DJFIX + Raves.com (US) - September 2010
Text by Kristofer Upjohn
http://www.djfix.com/cdreviews/show/535/LUGANOFELL-SLICEREPAIR
http://www.raves.com/cdreviews/show/613/LUGANOFELL-SLICEREPAIR

One thing I find myself mesmerized by on this rich "slice" of experimental ambient is the subtlety of its atmosphere. On the whole, it is absorbing, minimalist textures with a subdued but full-of-space hollow musicality (though beats and notes in any kind of traditional sense are not really the forces at work here); it is inviting - but also forboding. That's makes it even more interesting.
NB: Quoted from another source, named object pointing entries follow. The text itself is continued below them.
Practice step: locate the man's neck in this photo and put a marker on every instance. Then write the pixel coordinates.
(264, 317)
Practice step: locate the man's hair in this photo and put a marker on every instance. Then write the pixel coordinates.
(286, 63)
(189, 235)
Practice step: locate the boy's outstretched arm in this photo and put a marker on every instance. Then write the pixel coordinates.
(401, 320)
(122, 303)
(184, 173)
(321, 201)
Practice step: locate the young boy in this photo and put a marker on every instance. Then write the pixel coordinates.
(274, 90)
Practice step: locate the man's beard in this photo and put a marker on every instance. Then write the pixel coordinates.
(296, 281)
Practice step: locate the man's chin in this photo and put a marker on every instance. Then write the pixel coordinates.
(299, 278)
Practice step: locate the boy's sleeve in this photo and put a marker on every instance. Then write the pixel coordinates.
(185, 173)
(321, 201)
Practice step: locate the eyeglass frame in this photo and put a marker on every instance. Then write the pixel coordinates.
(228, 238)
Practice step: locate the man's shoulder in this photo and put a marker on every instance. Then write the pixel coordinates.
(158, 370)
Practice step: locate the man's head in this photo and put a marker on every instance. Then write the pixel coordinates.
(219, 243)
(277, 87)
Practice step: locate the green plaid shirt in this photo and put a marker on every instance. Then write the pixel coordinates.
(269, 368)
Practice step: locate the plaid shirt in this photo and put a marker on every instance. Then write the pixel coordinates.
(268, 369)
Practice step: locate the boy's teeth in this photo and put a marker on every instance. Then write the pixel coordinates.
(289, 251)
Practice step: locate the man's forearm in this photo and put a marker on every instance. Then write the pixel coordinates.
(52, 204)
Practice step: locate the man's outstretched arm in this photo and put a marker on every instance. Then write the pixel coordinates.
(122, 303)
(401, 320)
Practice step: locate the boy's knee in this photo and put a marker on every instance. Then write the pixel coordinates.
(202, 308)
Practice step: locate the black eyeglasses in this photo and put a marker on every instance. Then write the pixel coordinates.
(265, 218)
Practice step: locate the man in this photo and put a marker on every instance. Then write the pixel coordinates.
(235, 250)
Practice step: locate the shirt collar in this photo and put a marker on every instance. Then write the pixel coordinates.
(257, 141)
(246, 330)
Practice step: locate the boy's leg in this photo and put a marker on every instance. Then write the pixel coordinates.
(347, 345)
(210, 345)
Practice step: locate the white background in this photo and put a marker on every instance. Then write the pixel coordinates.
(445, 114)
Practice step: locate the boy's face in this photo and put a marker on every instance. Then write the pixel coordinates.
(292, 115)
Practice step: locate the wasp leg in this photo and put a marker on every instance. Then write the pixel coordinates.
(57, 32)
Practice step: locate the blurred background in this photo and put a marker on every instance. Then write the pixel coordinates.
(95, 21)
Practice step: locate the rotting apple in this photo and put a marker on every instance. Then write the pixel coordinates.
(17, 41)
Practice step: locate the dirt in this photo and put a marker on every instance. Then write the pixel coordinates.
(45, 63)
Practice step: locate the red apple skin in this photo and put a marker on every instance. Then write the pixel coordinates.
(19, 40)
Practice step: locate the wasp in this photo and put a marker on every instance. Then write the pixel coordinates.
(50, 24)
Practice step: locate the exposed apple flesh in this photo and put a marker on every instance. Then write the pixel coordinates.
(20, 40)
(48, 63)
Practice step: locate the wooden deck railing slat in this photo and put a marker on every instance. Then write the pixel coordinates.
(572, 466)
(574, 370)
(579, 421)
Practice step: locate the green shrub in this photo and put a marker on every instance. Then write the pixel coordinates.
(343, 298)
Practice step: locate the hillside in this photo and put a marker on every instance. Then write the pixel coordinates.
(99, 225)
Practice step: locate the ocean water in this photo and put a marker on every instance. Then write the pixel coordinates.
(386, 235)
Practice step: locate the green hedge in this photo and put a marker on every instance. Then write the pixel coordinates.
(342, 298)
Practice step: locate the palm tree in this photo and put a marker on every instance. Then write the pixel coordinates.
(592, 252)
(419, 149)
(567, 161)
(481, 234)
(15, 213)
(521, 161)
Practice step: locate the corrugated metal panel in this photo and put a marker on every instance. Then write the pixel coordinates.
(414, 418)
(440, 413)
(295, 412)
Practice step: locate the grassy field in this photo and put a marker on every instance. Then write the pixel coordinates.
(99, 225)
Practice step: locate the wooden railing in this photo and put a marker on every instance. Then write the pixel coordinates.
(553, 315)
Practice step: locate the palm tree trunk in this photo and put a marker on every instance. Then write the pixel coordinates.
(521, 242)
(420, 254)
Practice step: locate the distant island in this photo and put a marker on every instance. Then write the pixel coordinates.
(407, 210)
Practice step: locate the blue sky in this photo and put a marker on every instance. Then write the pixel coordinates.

There's a certain dark ominousness to the proceedings that mingle electrically with the overall soft ambient drift of the music. From William Orbitish low-keyness (and then some) to glitchy skitters that don't overwhelm, from warbled cut and chopped samples to semi-techy noise hypnotism, "Slice Repair" is a captain of captivation, beautiful and unassumingly lush, but at the same time imbued with a slight sense of darkness and danger. It's a top flight batch of experimental brilliance that fans of abnormal ambient and aural exploration should make haste to consume. (4.5/5)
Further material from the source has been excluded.